An annual fair held at the Royal Exhibition Buildings populated mostly by small art galleries and self-represented artists, both armed with affordable art pieces for sale (from our informal survey, prices generally range from AU$500 up to AU$7500, though a few small-scale pieces and prints go for less). The fair runs each year for one weekend only, this past Sunday its last day for 2011.

What did we think?

Lying somewhere between an art exhibition and a craft fair, the Affordable Art Fair is a lesson in wandering through a lot of unremarkable, instantly forgettable works to discover the few extraordinary gems lying in the rough. Lethbridge Gallery of Paddington, Brisbane, had one such gem in the warm and luxurious charcoal drawings of Yanni Floros.

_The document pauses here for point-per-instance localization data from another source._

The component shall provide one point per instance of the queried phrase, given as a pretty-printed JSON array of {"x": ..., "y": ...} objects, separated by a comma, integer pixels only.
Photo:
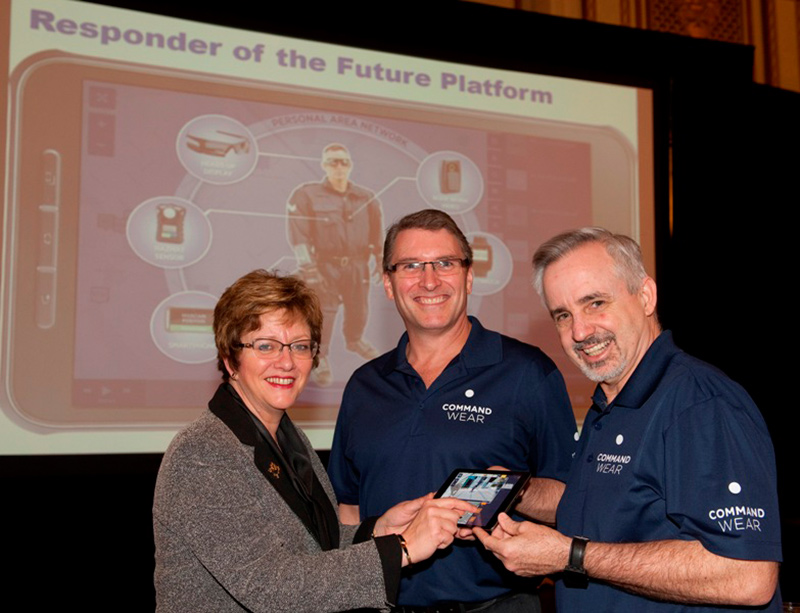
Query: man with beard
[{"x": 671, "y": 501}]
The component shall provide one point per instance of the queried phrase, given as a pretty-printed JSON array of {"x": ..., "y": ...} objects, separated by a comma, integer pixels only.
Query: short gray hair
[{"x": 623, "y": 250}]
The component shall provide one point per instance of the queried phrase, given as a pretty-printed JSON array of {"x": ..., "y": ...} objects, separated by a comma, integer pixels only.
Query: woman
[{"x": 244, "y": 515}]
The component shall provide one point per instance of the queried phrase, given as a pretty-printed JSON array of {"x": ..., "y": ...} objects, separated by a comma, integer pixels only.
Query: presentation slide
[{"x": 151, "y": 161}]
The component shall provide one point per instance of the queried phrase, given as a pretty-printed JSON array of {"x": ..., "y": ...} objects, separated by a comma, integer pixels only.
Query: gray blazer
[{"x": 227, "y": 541}]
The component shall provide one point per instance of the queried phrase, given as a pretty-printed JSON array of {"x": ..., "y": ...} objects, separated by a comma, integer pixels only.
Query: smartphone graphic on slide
[{"x": 138, "y": 194}]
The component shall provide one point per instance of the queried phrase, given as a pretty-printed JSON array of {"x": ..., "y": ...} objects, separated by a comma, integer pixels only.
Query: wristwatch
[{"x": 574, "y": 573}]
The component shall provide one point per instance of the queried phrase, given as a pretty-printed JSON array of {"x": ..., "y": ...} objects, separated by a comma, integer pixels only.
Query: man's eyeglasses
[
  {"x": 270, "y": 348},
  {"x": 443, "y": 267}
]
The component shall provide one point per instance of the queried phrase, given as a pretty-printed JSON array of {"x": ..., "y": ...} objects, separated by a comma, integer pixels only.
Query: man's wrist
[{"x": 575, "y": 572}]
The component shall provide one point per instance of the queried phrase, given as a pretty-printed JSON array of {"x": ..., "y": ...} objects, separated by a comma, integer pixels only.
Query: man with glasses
[
  {"x": 671, "y": 503},
  {"x": 335, "y": 228},
  {"x": 451, "y": 395}
]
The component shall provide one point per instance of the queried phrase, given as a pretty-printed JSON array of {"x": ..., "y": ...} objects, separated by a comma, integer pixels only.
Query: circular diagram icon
[
  {"x": 450, "y": 181},
  {"x": 168, "y": 232},
  {"x": 182, "y": 327},
  {"x": 217, "y": 149}
]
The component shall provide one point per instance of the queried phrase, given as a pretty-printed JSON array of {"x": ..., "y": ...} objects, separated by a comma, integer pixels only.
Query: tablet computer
[{"x": 493, "y": 491}]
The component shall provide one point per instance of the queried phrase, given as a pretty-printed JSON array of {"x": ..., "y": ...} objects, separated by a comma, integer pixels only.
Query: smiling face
[
  {"x": 430, "y": 302},
  {"x": 270, "y": 386},
  {"x": 604, "y": 329}
]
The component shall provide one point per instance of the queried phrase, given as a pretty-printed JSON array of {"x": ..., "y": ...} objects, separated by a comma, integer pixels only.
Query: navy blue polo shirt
[
  {"x": 682, "y": 452},
  {"x": 499, "y": 402}
]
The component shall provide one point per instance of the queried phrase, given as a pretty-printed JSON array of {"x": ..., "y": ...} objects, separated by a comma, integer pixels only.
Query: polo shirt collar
[
  {"x": 482, "y": 349},
  {"x": 645, "y": 378}
]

Unfinished Business is one of his best, the subject’s long, twisting ponytail has visible weight, its glossy surface textured and sexy.

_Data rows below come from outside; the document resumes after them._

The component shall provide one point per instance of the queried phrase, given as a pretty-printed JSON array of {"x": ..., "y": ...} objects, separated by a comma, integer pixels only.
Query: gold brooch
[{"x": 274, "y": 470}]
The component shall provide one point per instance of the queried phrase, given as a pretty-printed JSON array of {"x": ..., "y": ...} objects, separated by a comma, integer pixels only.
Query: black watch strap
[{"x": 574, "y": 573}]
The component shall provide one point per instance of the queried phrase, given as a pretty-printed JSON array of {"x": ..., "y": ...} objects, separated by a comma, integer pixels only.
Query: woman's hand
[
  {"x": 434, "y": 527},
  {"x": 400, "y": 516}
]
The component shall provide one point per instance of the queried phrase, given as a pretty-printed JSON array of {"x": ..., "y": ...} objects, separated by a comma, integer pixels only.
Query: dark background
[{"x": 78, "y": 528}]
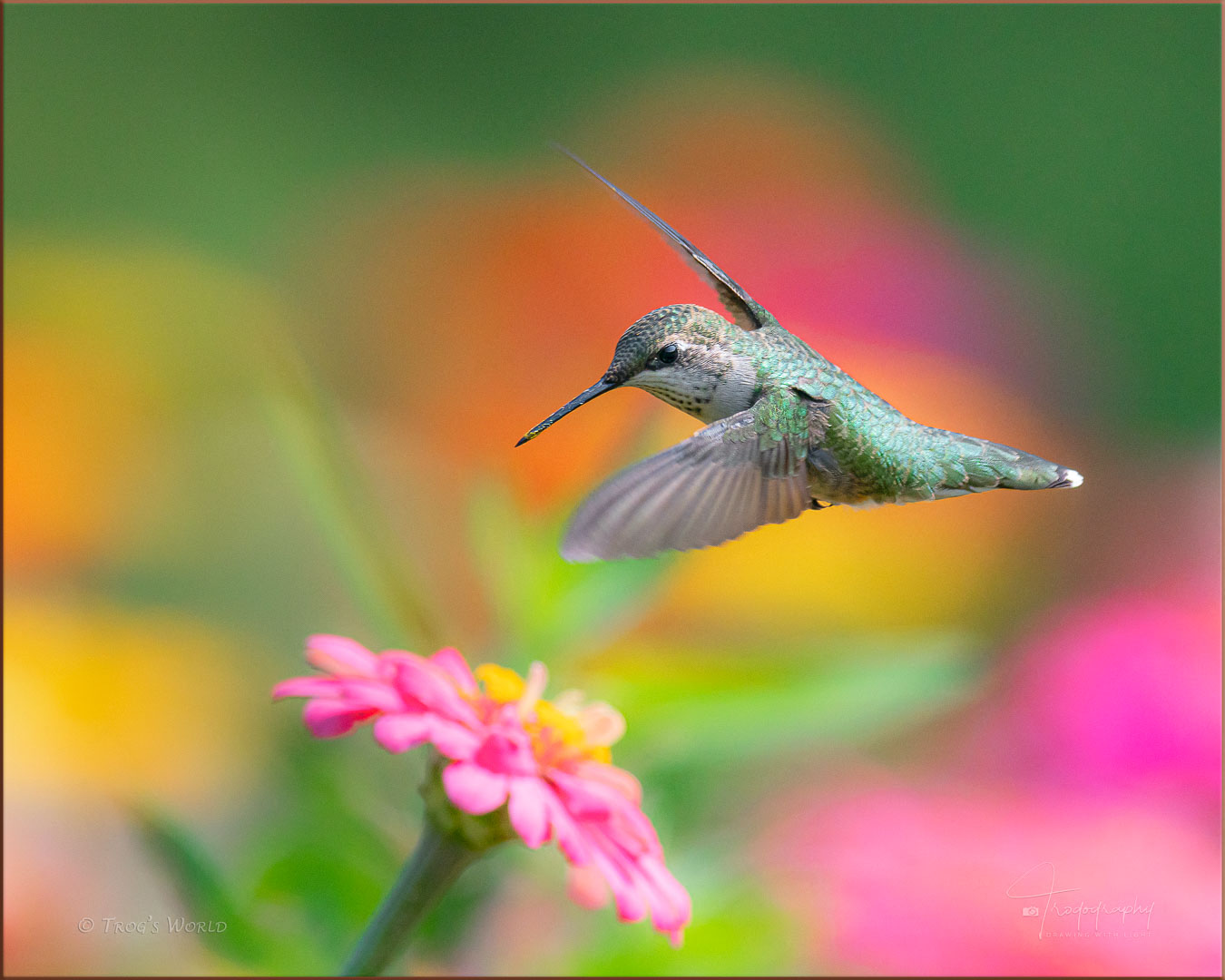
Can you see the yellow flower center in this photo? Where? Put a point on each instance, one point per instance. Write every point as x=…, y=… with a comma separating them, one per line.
x=556, y=734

(Unfinished Business and Hear No Evil by Yanni Floros)

Two other self-represented artists had a collection of particularly engaging works on show:

Janine Mackintosh‘s works in naturally sourced mixed media were stunning on first glance and got better and better the more we learned of her story. Living on Kangaroo Island, Mackintosh spends a lot of time trekking her bush property and the surrounding beaches collecting leaves, shells and pebbles. Departing from the techniques used by her husband in preserving his extensive insect collection, Mackintosh has evolved a patient and careful art of assembly.

The fastidious arrangement of Eucalyptus cneorifolia leaves and gumnuts in the aptly titled Natural Order (pictured at top) celebrates the inherent geometries of each, the curled and serrated edges of the leaves aligned with precision. Each leaf is tied to the backing canvas with neatly looped linen thread, a further mark of the skilled preservationist. Mackintosh’s compositions display a clear dedication to the natural world, their calm and unifying circular forms emphasising the uniqueness of each individual piece of her medium.

Will & Caro possess a similar interest in craft, though instead of the Australian bush, their butterfly assemblages explore the cultural traditions in origami-making. The immaculately folded butterflies are a repeated motif across their work, appearing in varied sizes, arrangements and colours. Our favourite is a sublime series of butterfly matrices that have been burnt in an oven for different periods, arranged in progressively burnt hues, from white through dusty golds to crisp chocolates. The irregularities produced by the burning process (through which, William Du notes, 20 – 30% of their already-folded butterflies are lost) contrasts against the severe order of the matrix.

The works of both Mackintosh and Will & Caro stood out and up within the exhibition. They are clearly artists dedicated to developing not only the ideas within their works but also the processes of their technique – considerate and thoughtful, their refreshingly hand-crafted approaches are a rarity in today’s digital age. They have fascinating stories to tell that transfer powerfully onto canvas, or in their particular cases, preservation board and Japanese paper.

What did we learn?

The Affordable Art Fair is an exhibition fine for a wander, however it can be too hit and miss to be considered a good general barometer of the most cutting edge art being produced in Melbourne and around Australia. We will wait for the Melbourne Art Fair (next taking place in August of next year), which has historically better fulfilled this role, to get a more comprehensive picture.

That said, we nevertheless walked away from our visit on Sunday with an important lesson learnt: the art that appeals to us most is multi-layered, with interwoven nuances creating a work of complexity that engages at first sight, but then continues to reward with subsequent viewings. We think there are plenty of artists and artworks possessing interesting ideas, plenty that reveal a creative eye and plenty that exhibit great technical skill. However, it is a rare thing indeed, and we think a fundamental necessity of good art, for the artist and the artwork to boast all three.